The London Coffeehouse

My hero in The Raven Prince, Edward de Raaf, spends much of his time in a rather disreputable coffeehouse—the meeting place of the Agrarian Society.. There, Edward argues with his friends, Harry Pye and Simon Iddesleigh, debates Modern Agricultural Methods, observes the odd brawl and, of course, drinks coffee…

Coffeehouses

Coffee was brought to England in the early 1600’s, and by 1652 the first coffeehouse had opened in St. Michael’s Alley, Cornhill, London. It was an immediate success and soon coffeehouses were popping up all over London. For a fee of one penny, a gentleman could read the daily newsletters and bulletins and smoke his clay pipe whilst drinking coffee. 

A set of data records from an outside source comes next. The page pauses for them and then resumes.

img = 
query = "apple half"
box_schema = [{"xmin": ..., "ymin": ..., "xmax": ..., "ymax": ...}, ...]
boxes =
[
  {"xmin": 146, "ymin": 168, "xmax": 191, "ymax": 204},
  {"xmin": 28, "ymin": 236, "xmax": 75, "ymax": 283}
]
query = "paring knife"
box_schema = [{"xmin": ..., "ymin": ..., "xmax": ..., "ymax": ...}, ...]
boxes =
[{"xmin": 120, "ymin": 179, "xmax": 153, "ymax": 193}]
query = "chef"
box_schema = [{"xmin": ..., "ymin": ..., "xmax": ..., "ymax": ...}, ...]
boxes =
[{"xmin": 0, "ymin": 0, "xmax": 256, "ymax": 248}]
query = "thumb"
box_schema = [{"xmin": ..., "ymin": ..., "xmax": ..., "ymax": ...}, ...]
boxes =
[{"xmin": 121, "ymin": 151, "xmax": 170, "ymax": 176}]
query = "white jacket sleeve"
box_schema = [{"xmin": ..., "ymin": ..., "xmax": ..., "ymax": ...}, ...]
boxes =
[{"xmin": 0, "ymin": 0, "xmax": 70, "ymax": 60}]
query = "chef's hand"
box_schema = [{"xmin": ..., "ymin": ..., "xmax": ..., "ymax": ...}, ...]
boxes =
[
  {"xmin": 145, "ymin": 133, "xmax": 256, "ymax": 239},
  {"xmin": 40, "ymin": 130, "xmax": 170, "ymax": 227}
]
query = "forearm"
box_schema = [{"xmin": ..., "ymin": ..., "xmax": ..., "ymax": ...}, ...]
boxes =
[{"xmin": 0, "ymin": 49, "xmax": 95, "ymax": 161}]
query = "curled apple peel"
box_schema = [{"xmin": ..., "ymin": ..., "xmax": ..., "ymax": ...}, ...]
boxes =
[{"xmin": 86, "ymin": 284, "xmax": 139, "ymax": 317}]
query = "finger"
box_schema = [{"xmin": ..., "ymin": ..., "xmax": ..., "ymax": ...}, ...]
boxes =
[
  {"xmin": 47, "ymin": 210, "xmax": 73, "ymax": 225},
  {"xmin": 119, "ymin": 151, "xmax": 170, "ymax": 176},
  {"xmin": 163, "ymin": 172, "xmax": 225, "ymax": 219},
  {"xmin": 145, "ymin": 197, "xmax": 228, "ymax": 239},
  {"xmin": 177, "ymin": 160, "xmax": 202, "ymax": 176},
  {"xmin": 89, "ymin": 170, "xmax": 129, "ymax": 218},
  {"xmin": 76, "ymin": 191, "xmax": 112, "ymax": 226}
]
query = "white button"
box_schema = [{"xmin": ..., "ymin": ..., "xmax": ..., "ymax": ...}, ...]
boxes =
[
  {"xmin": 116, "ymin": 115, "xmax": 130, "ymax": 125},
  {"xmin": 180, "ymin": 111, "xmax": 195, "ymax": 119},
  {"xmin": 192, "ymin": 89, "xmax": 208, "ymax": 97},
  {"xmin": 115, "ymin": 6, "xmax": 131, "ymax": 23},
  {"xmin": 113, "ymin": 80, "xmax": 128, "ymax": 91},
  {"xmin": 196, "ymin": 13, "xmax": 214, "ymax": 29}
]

Because they were popular gathering places for men of all ranks, coffeehouses became associated with political, theological and social debate. This led to the coffeehouses being differentiated by their clientele. For instance, Garraway’s, which was near the Royal Exchange, was the gathering place of merchants. The Cocoa-Tree–which, despite its name, served mostly coffee–was in Westminster and was patronized by Tories. If you were a Whig, you would naturally drink your coffee at the St. James. And Will’s Coffee-house in Covent Gardens was frequented by poets, including Alexander Pope and Samuel Pepys. 

All this time spent in coffeehouses roused the ire of the fairer sex and in 1674, a Women’s Petition Against Coffee was published in which it was asserted that drinking coffee had a deleterious effect on a gentleman’s sexual potency. In the Men’s Answer to the Women’s Petition against Coffee, the gentlemen coffee drinkers retorted that coffee was, in fact, an aphrodisiac.

In any case, the gentlemen of the day refused to give up their coffee. Eventually, some Georgian coffeehouses evolved into institutions more familiar to the Regency romance reader. White’s Chocolate House burned to the ground in 1773, but was reborn as…White’s Club. Brook’s, Arthur’s and Boodle’s were also private gentlemen’s clubs descended from coffeehouses.

So when next you order a cup of coffee at Starbucks, remember you are engaging in a tradition over three centuries old!